It remains the case that no single perfect algorithm works optimally across all optical conditions or water types, and we should not expect to find such an algorithm in the near future. Instead, a promising development in recent years has been the move towards a broader optical water type classification and algorithm blending. This approach is founded on the premise that multiple optimal algorithms exist, but, for each, we can define the most suitable optical environments. The strength of the optical water type classification approach has seen its use grow in limnological and oceanographic remote sensing research (Moore et al. 2001, 2014, Jackson et al. 2017, Spyrakos et al. 2018). The utility of optical water classes has also grown beyond algorithm blending (Moore et al. 2001) to include product uncertainty estimation (Jackson et al. 2017), data quality flagging (Wei et al. 2016, Jiang et al 2023), water quality monitoring (Uudeberg et al. 2020) and environmental phenology studies (Trochta et al. 2015).

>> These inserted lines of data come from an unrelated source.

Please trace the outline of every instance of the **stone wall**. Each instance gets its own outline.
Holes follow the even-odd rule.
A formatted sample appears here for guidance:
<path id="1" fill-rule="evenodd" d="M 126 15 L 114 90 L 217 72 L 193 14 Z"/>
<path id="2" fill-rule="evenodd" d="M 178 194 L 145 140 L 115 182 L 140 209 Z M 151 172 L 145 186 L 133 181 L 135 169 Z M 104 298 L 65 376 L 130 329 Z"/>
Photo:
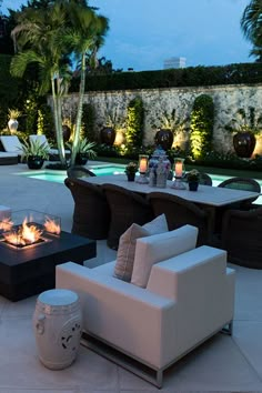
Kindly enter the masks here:
<path id="1" fill-rule="evenodd" d="M 255 108 L 255 114 L 262 114 L 262 84 L 256 85 L 218 85 L 208 88 L 170 88 L 151 89 L 133 91 L 104 91 L 90 92 L 84 95 L 84 102 L 91 103 L 95 109 L 95 132 L 99 133 L 105 122 L 107 113 L 113 112 L 113 115 L 121 123 L 125 119 L 127 108 L 135 97 L 143 100 L 144 119 L 144 144 L 152 144 L 155 127 L 161 127 L 158 118 L 161 118 L 163 111 L 171 113 L 175 109 L 178 120 L 184 120 L 190 117 L 194 99 L 200 94 L 212 97 L 215 109 L 213 149 L 220 152 L 230 152 L 232 147 L 232 133 L 224 130 L 224 125 L 235 115 L 238 109 L 245 111 L 249 107 Z M 75 110 L 77 94 L 70 94 L 63 102 L 63 115 L 70 118 Z M 173 145 L 184 148 L 189 140 L 190 121 L 185 122 L 188 131 L 179 132 L 174 137 Z M 119 132 L 124 134 L 124 125 L 119 127 Z M 256 137 L 255 153 L 262 153 L 262 138 Z"/>

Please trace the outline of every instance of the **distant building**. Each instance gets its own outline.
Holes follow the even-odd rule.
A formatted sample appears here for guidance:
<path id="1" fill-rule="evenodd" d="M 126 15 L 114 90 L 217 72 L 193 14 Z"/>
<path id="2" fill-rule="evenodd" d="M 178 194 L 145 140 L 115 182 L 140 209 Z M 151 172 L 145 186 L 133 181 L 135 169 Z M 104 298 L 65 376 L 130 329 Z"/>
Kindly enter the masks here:
<path id="1" fill-rule="evenodd" d="M 185 58 L 170 58 L 164 60 L 164 70 L 170 68 L 185 68 Z"/>

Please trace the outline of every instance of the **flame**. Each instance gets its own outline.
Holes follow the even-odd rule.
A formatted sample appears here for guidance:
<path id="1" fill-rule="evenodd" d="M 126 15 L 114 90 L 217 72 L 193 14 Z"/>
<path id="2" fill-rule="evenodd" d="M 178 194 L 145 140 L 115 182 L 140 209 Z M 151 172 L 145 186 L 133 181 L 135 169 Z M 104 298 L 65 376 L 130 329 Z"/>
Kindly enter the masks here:
<path id="1" fill-rule="evenodd" d="M 18 244 L 32 244 L 36 243 L 41 234 L 42 230 L 37 228 L 34 224 L 28 224 L 28 220 L 24 219 L 18 231 L 12 231 L 10 233 L 3 233 L 7 242 L 18 245 Z"/>
<path id="2" fill-rule="evenodd" d="M 6 218 L 0 221 L 0 230 L 10 231 L 12 229 L 13 222 L 10 218 Z"/>
<path id="3" fill-rule="evenodd" d="M 60 232 L 61 232 L 61 226 L 58 223 L 56 223 L 53 220 L 51 220 L 50 218 L 47 218 L 43 226 L 44 226 L 46 231 L 48 231 L 50 233 L 60 234 Z"/>

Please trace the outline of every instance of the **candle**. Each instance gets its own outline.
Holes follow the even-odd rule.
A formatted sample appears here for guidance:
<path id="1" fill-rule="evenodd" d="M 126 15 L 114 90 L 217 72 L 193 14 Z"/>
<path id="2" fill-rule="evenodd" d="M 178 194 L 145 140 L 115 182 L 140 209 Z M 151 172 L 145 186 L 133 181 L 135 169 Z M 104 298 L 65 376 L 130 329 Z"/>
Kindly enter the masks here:
<path id="1" fill-rule="evenodd" d="M 148 169 L 148 160 L 145 158 L 140 160 L 140 164 L 139 164 L 139 171 L 141 173 L 145 173 Z"/>
<path id="2" fill-rule="evenodd" d="M 183 174 L 183 163 L 181 161 L 175 162 L 175 177 L 177 178 L 182 178 Z"/>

Unfortunately, although the limnology and ocean optics communities may agree that optical classification is useful, a harmonised approach to the creation and use of the classes has not yet emerged from the research community. Despite recent efforts to move to a unified fuzzy logic scheme (Jai et al. 2021), a diversity of distance metrics, data transformations and cluster optimisation schemes are applied at local scales (Bi et al. 2019, Botha et al. 2020, da Silva et al. 2020, Uudeberg et al. 2020). Though all these approaches provide interesting and useful results, the fragmented nature of the research makes the comparison of water types difficult, impeding collaboration and optimisation of methods. Also, as with most machine learning techniques, unsupervised clustering is susceptible to the problems of insufficient or biased training data, the ‘central tendency’ (Malik, 2020), and overtraining.

It is timely to convene and reconcile these growing issues under a common framework to unify and standardize definitions, interpretations, and uses to establish guidelines for a growing body of developers and users, as well as to close methodological gaps. This need is of particular urgency in light of new missions with hyperspectral capabilities. Where classification strategies most likely will have to be revised and expanded.

Terms of Reference

  • Review current approaches to optical clustering and class assignment from open ocean to coastal waters, including methods of comparing results from various clustering studies
  • Recommend a common baseline and generalised approach from which ocean colour scientists can build.
  • Identify needs and challenges for classification of hyperspectral data.
  • Provide open code tools for users alongside reference datasets for algorithm testing and comparison.
  • Discuss community approaches to statistical methods and metrics
  • Summarise work and findings in an IOCCG report.